Around the Apennines lie the coastal plains. The richest is the Po valley in northern Italy that makes up 70 per cent of the lowland of Italy. Further north the Alps appear to close the peninsula off from Europe. In fact they are not as impassable as they look. The extraordinary find of ‘The Ice Man’, a body dating from 3300 BC, high in the Alps in 1991 shows that individuals were crossing by foot in the earliest times, and ‘Celtic’ tribes, driven by overpopulation or tribal rivalry, successfully migrated
Across the Alps in the sixth and fifth centuries Bc and settled in the Po valley. It was these resilient peoples (Gauls to the Romans) rather than the Alps that were to provide the main barrier to Roman expansion in the north.

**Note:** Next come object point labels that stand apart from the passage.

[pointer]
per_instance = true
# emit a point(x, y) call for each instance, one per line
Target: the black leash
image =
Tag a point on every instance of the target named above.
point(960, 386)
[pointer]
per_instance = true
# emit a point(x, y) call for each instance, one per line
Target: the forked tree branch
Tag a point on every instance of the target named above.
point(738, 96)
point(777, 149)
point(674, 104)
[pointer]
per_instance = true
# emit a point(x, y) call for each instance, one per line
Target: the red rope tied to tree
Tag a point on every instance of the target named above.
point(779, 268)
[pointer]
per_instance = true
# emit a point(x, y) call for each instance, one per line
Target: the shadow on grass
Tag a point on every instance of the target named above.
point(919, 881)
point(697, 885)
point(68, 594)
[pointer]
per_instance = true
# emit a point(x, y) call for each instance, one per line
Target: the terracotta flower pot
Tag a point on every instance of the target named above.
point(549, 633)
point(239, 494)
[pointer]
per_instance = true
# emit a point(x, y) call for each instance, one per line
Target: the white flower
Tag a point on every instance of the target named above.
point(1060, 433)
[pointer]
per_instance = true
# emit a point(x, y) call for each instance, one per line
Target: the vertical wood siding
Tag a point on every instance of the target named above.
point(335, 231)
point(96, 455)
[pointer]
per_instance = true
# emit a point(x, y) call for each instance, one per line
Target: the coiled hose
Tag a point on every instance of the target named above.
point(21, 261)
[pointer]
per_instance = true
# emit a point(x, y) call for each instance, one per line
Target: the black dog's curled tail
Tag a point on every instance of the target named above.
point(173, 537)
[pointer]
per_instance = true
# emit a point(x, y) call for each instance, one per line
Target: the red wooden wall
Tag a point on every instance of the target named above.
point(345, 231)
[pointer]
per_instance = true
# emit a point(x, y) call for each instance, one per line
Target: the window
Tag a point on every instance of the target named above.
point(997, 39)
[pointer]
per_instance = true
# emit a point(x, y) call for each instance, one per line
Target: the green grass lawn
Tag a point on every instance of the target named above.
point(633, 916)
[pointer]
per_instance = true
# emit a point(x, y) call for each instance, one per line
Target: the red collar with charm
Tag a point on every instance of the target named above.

The Romans had other people to subdue before they could achieve their ‘destiny. The most fertile land along the Apennines is that along the west coast. The soil is volcanic and the rainfall good, while between the rivers Tiber and Arno are to be found some of the richest mineral deposits in the central Mediterranean. The coast is indented and so provides a safe haven for seafarers. From the eighth century, easterners, Greeks and Phoenicians in particular, were trading inland for minerals. Their suppliers were the native peoples of Etruria, the Etruscans, who grew rich on the pickings of the trade.